By SPC Mark M.
Parts 1 and 2 are below.
We had been sitting in the corner of the field
waiting to get back on the birds. Finally the birds
began cranking up and we were back on our feet getting
ready to re-board the aircraft. As we walked back
slowly to the helicopters word came down the line:
the Air Force would be dropping a couple JDAMs (joint
direct attack munition) on the container yard at 0350
right after our guys flew out. I thought to myself
"Hell yeah." But I soon forgot about it in the noise and
confusion of the in-fill phase of a mission.
Since we were there to bolster Alpha Company’s
numbers, I think we got the short end of the stick as
far as jobs goes. We were to hit a house on the edge
of the village and set up a blocking position there watching
over the main road into the small town. Part
of that blocking position called for us to set up a
road block using concertina wire. So we were given a
couple spools of wire that are really big sharp
circles about four feet across. There was no way to
carry it but by hand. So in classic paratrooper style
we found an old bed frame along the way, broke off a
metal pole, put the wire on it and two at a time took
turns carrying it.
When we finally hit the ground we
found that this system had a couple flaws. One: the
wire is fairly heavy and added to our more than a
hundred pounds of gear, ammo, food and water. . . not
fun. The second problem we found is that not everyone
is the same height. So those of us less than 6 feet
tall really got screwed. Following the laws of
physics and gravity, the wire slid towards the smaller Joe
so that hands, arms and faces were cut. The two or so
miles to the objective ended up being very awkward and
painful for some.
It was time for the next two to take the wire so
my partner and I passed that stupid contraption off,
which literally had to be ripped off of me because the
sharp ends were stuck in the fabric of my uniform.

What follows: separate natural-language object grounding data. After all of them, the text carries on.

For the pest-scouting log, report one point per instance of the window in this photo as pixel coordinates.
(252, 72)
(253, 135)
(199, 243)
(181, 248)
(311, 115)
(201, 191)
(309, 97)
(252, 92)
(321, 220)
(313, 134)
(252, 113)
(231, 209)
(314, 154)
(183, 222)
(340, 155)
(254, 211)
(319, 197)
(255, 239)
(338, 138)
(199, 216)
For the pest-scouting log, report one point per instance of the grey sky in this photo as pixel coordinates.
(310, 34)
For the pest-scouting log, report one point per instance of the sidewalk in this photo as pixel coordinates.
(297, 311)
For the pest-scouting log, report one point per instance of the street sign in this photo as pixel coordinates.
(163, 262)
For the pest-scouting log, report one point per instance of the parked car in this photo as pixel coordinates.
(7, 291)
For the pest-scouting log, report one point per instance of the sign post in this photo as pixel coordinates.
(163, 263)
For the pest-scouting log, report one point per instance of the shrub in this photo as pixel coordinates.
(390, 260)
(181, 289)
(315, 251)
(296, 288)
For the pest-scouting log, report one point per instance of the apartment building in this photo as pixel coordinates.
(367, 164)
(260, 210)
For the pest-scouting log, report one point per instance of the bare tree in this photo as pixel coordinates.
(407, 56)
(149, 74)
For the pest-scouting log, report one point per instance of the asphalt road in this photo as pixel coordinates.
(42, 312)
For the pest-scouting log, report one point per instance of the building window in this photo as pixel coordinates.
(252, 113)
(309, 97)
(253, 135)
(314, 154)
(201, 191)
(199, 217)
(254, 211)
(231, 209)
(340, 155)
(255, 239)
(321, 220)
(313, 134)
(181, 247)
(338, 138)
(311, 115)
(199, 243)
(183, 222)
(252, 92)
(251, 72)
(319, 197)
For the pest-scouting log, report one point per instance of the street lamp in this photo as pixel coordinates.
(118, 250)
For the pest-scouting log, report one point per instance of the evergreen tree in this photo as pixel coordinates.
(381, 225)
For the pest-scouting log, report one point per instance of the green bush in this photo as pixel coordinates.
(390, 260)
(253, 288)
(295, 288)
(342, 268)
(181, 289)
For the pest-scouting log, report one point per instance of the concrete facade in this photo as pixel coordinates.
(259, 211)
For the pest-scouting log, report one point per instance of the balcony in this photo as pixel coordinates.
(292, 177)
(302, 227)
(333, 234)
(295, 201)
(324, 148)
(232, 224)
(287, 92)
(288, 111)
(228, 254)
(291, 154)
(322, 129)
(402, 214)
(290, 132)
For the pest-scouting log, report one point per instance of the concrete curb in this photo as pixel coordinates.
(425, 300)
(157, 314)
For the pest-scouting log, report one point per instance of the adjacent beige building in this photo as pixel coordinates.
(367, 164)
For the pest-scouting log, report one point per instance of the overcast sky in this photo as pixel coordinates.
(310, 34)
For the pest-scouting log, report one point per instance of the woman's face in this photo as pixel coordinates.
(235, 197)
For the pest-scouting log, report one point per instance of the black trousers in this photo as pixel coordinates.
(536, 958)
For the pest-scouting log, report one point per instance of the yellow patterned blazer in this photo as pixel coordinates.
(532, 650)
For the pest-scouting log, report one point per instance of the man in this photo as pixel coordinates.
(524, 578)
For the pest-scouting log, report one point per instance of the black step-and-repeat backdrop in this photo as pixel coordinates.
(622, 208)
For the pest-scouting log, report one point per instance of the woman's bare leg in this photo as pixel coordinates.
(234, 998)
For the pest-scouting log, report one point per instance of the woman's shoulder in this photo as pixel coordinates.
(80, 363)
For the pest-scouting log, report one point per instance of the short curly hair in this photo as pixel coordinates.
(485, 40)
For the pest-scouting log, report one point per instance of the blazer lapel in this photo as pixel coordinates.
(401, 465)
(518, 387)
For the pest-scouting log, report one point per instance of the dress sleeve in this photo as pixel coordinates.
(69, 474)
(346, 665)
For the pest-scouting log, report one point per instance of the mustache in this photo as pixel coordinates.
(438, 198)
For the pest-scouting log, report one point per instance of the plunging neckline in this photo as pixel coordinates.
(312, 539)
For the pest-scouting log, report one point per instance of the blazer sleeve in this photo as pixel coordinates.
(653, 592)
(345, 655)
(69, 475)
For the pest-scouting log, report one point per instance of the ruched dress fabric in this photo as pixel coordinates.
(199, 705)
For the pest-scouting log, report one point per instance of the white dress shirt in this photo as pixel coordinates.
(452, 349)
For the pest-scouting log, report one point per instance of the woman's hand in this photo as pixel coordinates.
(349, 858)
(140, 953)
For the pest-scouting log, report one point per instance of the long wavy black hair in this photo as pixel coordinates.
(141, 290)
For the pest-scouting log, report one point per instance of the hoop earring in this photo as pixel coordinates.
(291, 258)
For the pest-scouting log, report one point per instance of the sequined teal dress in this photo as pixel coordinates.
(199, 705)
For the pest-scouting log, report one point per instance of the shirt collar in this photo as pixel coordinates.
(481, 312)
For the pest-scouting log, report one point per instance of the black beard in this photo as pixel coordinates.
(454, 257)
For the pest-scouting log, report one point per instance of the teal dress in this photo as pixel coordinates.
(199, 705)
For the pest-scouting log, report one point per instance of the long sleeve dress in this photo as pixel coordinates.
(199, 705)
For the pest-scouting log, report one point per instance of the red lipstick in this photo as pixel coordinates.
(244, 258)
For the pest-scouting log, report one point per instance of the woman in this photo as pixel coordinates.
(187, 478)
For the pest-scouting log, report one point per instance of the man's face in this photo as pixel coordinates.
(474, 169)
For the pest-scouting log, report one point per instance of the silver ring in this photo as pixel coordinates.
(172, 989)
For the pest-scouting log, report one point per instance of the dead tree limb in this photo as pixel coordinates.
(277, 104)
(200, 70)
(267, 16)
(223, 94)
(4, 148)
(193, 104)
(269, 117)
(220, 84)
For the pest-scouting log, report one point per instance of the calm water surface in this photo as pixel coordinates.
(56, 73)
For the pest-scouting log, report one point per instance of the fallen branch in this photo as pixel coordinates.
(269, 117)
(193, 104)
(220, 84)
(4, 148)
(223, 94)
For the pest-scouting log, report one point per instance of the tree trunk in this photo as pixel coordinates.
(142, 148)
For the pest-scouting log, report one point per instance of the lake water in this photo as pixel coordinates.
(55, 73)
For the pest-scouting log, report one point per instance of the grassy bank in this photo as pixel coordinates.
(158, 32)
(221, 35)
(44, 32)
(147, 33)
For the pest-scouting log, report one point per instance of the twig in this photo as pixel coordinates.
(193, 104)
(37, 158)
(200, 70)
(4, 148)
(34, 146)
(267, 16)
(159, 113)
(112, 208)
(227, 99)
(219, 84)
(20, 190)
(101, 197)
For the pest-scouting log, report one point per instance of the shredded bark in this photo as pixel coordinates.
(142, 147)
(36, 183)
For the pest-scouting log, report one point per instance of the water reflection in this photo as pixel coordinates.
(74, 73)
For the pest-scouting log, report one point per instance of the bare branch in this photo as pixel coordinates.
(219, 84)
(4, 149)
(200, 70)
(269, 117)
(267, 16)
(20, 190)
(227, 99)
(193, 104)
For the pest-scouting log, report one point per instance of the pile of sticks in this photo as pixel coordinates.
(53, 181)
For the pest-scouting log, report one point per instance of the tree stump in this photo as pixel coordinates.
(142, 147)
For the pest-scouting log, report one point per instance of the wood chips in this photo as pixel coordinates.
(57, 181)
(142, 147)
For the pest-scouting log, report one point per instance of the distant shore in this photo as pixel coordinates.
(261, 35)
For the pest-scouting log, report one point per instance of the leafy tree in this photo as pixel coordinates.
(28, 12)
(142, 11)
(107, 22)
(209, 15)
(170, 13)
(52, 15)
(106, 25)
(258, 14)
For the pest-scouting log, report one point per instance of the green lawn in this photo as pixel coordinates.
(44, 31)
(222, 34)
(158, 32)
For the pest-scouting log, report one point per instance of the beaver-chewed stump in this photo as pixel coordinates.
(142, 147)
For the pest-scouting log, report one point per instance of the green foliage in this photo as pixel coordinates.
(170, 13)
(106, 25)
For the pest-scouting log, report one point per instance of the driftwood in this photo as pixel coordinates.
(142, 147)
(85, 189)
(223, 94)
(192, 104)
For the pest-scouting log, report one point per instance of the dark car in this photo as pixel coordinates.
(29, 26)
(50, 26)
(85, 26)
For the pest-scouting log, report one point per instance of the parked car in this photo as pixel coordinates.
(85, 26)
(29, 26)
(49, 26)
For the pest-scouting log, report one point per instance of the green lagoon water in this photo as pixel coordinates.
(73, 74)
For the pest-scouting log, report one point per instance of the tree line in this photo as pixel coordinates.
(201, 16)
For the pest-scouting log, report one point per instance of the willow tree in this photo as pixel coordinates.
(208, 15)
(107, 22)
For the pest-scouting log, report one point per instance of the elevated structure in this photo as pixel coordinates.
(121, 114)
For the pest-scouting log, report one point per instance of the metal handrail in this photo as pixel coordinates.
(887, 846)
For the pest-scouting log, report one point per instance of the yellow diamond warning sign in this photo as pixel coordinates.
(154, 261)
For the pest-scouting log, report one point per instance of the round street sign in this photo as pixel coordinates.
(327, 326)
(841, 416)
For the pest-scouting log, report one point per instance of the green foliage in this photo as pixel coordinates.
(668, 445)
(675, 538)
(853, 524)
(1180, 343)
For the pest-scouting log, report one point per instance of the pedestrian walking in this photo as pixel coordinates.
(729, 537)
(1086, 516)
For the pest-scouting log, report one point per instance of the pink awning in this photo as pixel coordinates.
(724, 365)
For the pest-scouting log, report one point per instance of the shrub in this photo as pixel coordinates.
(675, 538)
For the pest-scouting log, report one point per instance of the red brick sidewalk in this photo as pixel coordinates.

I
passed it off and moved back in to my position in the
formation as we walked through the muddy little
village. Breathing heavy and completely worn out, I
wiped the sweat from my face. Feeling very sorry for
myself, I followed along with heavy footsteps,
SGT Medina yelling at me the whole way, "Pull
security, face out!"
We stopped for a moment on a
short security halt and I went down to a knee. Right
then my ears caught a distant noise: the unmistakable
sound of a friendly fighter jet somewhere above in the
star lit heavens. In spite of everything hearing that
cracked a smile on my face. Knowing that there was
someone up there watching over me was very comforting.
Listening closely, I looked down at my watch and hit
the light button.
"Guess we've got air cover," I
muttered to myself. No sooner had I said that then
I lifted my NODs off my face and saw what I can only
describe as a volcano erupting about two miles away.
A huge ball of yellow and orange leaped into the sky.
It was so bright that we were no longer cloaked in
darkness and I was now casting a shadow. Half a
second later, the shock wave made it to us and shook
the very ground, slapping us on the chests and
rattling all the metal roofs around us. The initial
blast was quickly followed by another and then
another. Each equally powerful as the first. With
hell breaking loose upon the earth in front of us, my
squad leader turned to me and said something I'll never
"You're goddam combat veterans now."
We soon picked up and moved out to our objective.